26歳の原節子さん主演『わが青春に悔なし』DVD(東宝)

・原節子『わが青春に悔なし』(1946年)

 昭和の名女優・原節子さんは、小津監督の作品のイメージが強いですが、戦後まもなく黒澤明監督の作品で、戦争の時代に翻弄されたヒロインを演じていました。原さん演じる主人公の八木原幸枝は、1938年時点で25歳とはっきり年齢が明言されており、物語開始時点が1933年、終盤が昭和1941年、エピローグの数分が終戦の1945年で、劇中の大半部分で20代(20歳から28歳)だったことになります。

 原さんは公開当時26歳で、劇中でも現実でもサザエさんとは近い年齢です。現代的感覚だと「若者」と言うには随分と落ち着いていて、古風な美人という感じ。サザエさんと同じ年頃であることに、納得がいく雰囲気です。

・京マチ子『羅生門』(1950年)

 京マチ子さんは大映の看板女優として活躍した昭和のスターで、日本映画の国際的地位を向上させた傑作『羅生門』などで有名です。
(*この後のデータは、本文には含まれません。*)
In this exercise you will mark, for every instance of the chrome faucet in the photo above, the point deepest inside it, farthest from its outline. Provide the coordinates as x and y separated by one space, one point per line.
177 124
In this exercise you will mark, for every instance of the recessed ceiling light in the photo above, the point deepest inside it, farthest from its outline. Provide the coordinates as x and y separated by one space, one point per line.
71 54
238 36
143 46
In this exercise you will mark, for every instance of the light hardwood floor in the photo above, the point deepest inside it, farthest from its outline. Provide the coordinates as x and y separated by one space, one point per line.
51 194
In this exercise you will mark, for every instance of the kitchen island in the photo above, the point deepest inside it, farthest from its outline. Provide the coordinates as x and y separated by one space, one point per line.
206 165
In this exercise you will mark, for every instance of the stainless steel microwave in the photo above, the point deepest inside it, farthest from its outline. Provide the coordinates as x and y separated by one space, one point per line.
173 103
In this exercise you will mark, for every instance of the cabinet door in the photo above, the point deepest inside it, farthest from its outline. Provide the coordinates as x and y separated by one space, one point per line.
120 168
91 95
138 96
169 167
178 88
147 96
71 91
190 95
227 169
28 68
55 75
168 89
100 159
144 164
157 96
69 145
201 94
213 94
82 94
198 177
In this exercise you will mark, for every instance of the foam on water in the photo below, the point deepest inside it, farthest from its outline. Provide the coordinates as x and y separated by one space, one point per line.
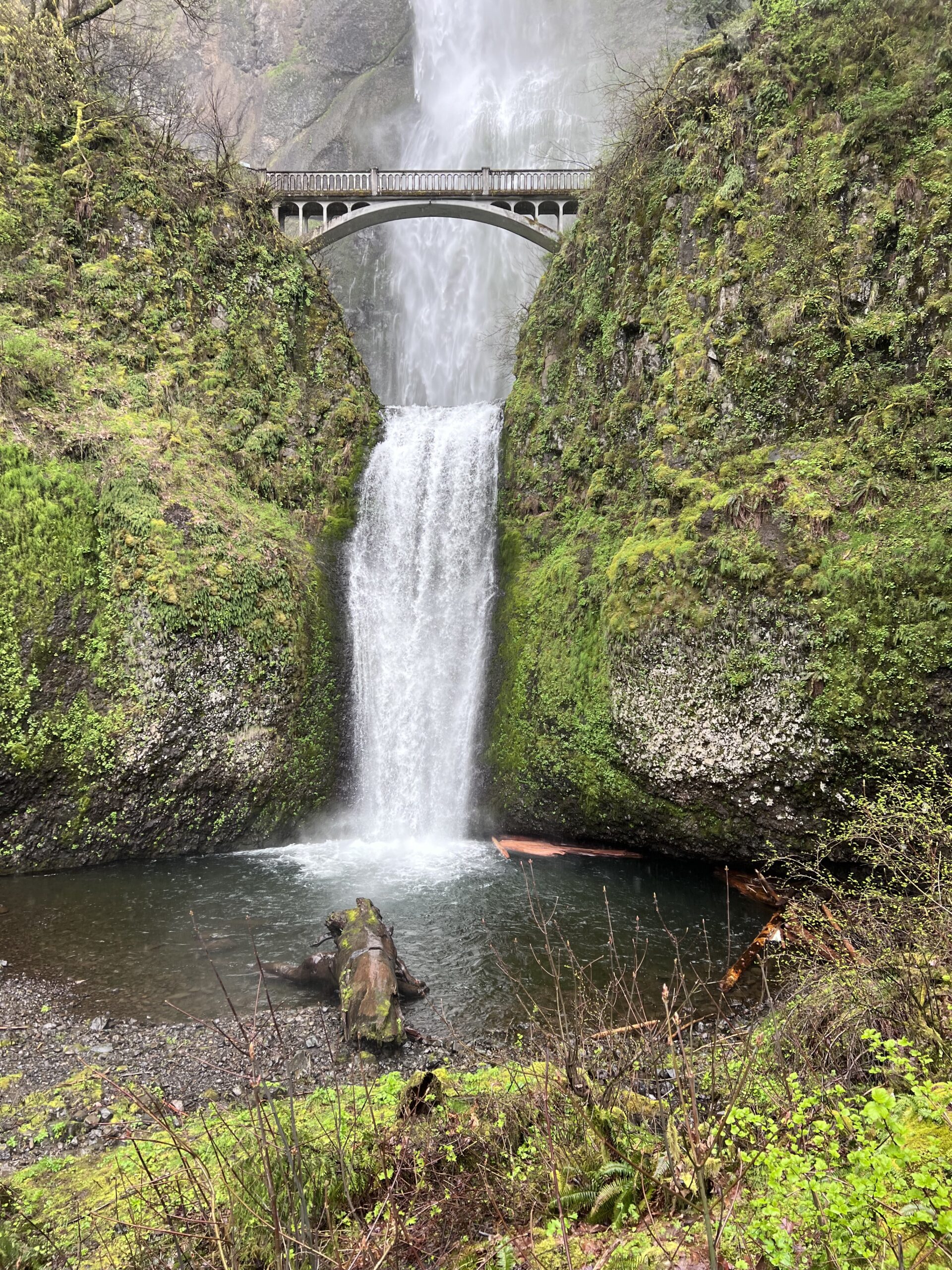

彼女が『羅生門』で演じた真砂は時代劇ということもあり、何歳なのかいまいちわかりませんが、明言していないということは年相応の役だったのでしょう。

 原さんと同じく、『羅生門』公開当時の京さんの年齢は26歳で、こちらもサザエさんと同じくらいですが、若者と言うにはだいぶ落ち着いて見えます。

・三船敏郎『醉いどれ天使』(1948年)

「世界のミフネ」こと三船敏郎さんが、黒澤監督作品に初めて出演した当時、三船さんは27歳で、マスオさんのひとつ下です。今の感覚では若者ですが、だいぶ貫禄がある雰囲気。

 マスオさんとは全然タイプの違う、彫りの深い美青年ですが、落ち着いていて所帯じみているのは似た雰囲気がします。『酔いどれ天使』で三船さんが演じたのは、若く血気盛んなヤクザの役なので、むしろ27歳より若い設定と思われますが、今の若い人たちが見たら「イケメンだけど30歳半ば」だと思うかもしれません。

・山崎努『天国と地獄』(1963年)

 こちらも日本を代表する名優・山崎努さんは、出世作の黒澤監督の『天国と地獄』公開当時、26歳でした。同作の誘拐事件の犯人・竹内銀次郎役が、山崎さんの大きな飛躍のキッカケになります。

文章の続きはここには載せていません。